# iPhone Theme for W810i,W800i,W600i,W300i,K750i,Z550i...



## Gigacore (Sep 1, 2007)

Hi guys... 

I would like to share theme i've made for few Sony Ericsson Phone... I've have not tested on the phone yet.. so please use it and report the bugs and give your suggestion.

*iPhone theme for w810i/w600i/z550i/w300/z310i*

*Preview*
*farm2.static.flickr.com/1438/1293952748_662842e15e_o.jpg

Click here to Download to your Computer.
=======================================================
*iPhone theme for k750i/w800i/w700i*

Preview
*farm2.static.flickr.com/1365/1293968352_8387d235c0_o.jpg

Click Here to Download to your computer.
Size: 102 KB

Suggestions Please


----------



## gxsaurav (Sep 1, 2007)

Suggestion number 1 -> Remove the fish wallpaper from everywhere other then the Stand by screen


----------



## clifford (Sep 1, 2007)

thanks man


----------



## utsav (Sep 1, 2007)

very old news for me as this was shown in CNBC AWAAZ in smart shopping tech-2 around 4 months back.

well, good work.


----------



## QwertyManiac (Sep 1, 2007)

Utsav, this isn't even a news item.


----------



## Gigacore (Sep 1, 2007)

^ Yup... i dont why those guys.. wont read the thread content


----------



## CadCrazy (Sep 1, 2007)

good one will check it


----------



## Tech$oft (Sep 1, 2007)

I have the theme
the theme is crap


----------



## Gigacore (Sep 1, 2007)

@ Techsoft... thanks for the suggestion


----------



## entrana (Sep 1, 2007)

u shud imrpove the theme
wait is apple iphone all fishy?


----------



## utsav (Sep 1, 2007)

dood i wanna say that these types of themes r already available for download from several months back.
@gigacore if i woudn't hav read the thread content then i would not hav said" good work"


----------



## Gigacore (Sep 1, 2007)

oops sorry for that


----------



## utsav (Sep 2, 2007)

chalo yaar,its ok. but always remember what u r posting as it can hurt someone very deeply


----------



## Gigacore (Sep 2, 2007)

^ Sorry....... if it really hurted u a lot ...........


----------



## utsav (Sep 2, 2007)

actually i am getting hurt by some of the nonsense post of some members who in jealousy or anger posting wrong coments for me (not u)saying that i am greedy and trying to cheat the other members.


----------



## New (Sep 10, 2007)

Superb dude.  please make one theme for NOKIA phones... So that all nokia users can use it.. Please make this is in .nth format...Please..


----------



## aryayush (Sep 10, 2007)

entrana said:
			
		

> u shud imrpove the theme
> wait is apple iphone all fishy?


That was the default wallpaper on Steve Jobs' unit when he introduced/demoed it at Macworld '07. But the default was changed to something else at launch.


----------



## a_k_s_h_a_y (Sep 10, 2007)

u hv designed the theme professionally....dats cool !!

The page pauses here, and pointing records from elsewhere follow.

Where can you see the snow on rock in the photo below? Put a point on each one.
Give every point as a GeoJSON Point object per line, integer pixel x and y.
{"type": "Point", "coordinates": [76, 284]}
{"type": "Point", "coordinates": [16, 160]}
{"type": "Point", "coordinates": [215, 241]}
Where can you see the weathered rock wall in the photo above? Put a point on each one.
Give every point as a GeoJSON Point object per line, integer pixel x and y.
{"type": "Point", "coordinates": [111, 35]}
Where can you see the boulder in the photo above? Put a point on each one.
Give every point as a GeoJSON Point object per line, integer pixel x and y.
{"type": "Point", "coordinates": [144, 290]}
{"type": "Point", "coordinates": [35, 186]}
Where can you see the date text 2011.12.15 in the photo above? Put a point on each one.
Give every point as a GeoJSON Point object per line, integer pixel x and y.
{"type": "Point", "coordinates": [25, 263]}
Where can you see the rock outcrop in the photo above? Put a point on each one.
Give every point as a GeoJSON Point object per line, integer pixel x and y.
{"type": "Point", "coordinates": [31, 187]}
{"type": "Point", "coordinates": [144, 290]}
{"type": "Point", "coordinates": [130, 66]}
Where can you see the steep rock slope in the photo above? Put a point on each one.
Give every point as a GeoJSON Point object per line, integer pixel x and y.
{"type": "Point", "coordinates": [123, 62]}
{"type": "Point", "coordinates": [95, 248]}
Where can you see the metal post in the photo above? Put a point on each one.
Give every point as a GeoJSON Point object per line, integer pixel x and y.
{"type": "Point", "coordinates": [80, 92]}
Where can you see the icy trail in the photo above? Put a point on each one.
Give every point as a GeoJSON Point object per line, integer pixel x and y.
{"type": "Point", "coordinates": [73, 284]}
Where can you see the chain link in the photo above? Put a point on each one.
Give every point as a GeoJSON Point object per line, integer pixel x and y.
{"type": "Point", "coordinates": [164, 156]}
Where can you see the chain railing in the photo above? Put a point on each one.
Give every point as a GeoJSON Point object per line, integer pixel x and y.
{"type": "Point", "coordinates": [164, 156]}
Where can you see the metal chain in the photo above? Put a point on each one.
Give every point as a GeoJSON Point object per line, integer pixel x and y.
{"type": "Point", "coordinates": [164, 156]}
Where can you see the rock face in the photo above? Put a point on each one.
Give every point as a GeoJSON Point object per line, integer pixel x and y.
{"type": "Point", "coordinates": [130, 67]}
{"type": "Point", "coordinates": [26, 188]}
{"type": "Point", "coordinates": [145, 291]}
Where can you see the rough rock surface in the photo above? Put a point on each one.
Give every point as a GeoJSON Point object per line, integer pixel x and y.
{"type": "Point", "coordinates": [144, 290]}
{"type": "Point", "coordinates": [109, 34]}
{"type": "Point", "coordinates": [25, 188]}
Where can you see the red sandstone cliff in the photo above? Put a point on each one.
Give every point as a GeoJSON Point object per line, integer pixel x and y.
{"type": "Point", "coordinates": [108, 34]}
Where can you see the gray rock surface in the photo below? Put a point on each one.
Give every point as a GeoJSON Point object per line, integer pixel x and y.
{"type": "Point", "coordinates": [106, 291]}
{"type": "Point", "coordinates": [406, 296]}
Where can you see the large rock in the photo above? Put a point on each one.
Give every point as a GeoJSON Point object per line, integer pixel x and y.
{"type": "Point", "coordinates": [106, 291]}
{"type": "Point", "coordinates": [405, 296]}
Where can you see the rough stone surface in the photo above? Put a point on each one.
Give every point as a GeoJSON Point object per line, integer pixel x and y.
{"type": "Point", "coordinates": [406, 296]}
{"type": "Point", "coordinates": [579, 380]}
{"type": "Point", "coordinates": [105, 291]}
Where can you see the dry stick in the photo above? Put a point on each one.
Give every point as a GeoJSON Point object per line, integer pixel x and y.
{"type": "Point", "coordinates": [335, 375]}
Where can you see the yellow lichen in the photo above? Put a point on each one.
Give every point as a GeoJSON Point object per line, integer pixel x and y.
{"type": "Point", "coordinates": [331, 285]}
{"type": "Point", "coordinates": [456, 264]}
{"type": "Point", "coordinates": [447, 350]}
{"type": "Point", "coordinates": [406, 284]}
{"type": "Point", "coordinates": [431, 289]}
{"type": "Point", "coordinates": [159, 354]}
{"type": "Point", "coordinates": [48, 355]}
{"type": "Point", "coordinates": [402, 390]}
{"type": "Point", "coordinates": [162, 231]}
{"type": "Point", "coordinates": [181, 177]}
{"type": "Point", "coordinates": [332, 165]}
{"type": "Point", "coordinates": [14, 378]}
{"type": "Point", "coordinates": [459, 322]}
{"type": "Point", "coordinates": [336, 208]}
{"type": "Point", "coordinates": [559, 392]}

but the theme sucks... really horrible..
i don't know how come iphone has such a horrible theme...
or may be it sucks for SE Phones


----------



## aryayush (Sep 10, 2007)

aks_win said:
			
		

> i don't know how come iphone has such a horrible theme...


Yeah, blame the iPhone.


----------



## a_k_s_h_a_y (Sep 10, 2007)

i did not get u!!


let me make is clear dude... iphone as a phone sucks
if it was nokia or sony ericsson that had first developed it then it would have been a flop

but its apple... so its cool..even if the phone $ucks
i will buy it anyway if i hv money coz its cool... show off ... matters flaunt value is amazing

u know this why don't u shoot it out that u are carried away by apple coz its cool


----------